Witness the PTC’s take on Fox’s breakout pulp drama Prison Break. Trying to capture some of the intensity of 24, the so-so show takes place in a prison, as a brilliant loner tries to break his wrongfully-convicted brother out of death row. Not for families cautions the Council: “Hell” and “damn” are used frequently (such language, those inmates).
Reflexively holding TV to the “damn” standard effectively damns any decently realistic show set in a prison or a hospital, or anyplace other than a church picnic. What stainless standards like this create isn’t family TV, it’s children’s TV. And there’s already plenty of that. You can watch Nickelodeon for days straight and not hear a single double entendre.
At root, family shows should be those that break the isolating, stupefying spell that TV casts over everyone who watches it, parents and kids. They should bring everyone in a family out of their bedrooms and home offices and onto the same couch to share the same experience for an hour. When they’re really good they should give families something to talk about. They should be fodder for bonding. This means they should be modest (forget HBO, and most of FOX). But more than that it means family television has to be intelligent television. Family television should tell a compelling story, replete with characters that struggle with important, complicated issues, characters that may on occasion say “hell.”
Family-friendly TV, in the traditional sense, isn’t worth much if everyone in your family is desperately wishing they could be watching something else. Take the short list of shows the PTC has rated as 2005’s most family friendly. It includes ABC’s Extreme Makeover: Home Edition and CBS’s The Ghost Whisperer. One is a purgatory of endless identical kitchen renovations. The other features Jennifer Love Hewitt talking to amiable ghosts. Unless you believe that the family that gags together stays together, you and your kids would be better off in separate rooms, with separate TVs.

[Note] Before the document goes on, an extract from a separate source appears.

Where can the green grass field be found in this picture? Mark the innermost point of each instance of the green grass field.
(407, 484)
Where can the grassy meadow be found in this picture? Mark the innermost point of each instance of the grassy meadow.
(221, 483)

Ironically, before it went family, The Amazing Race was one of the few really solid, parent-tested, kid-approved shows out there. Watching teams dash onto departing planes at the last possible second was effective enough for fortysomethings and accessible to fourth-graders. Contestants visibly matured, or they fell apart spectacularly. There were openly gay contestants, but never any innuendo.
Viewers with enough residual series loyalty to make it to the end of The Amazing Race 8 will likely appreciate how much harder it is to make good TV than to make family TV. The more audiences expect cleanliness at the expense of quality, the harder it gets.
Louis Wittig is a writer living in New York City.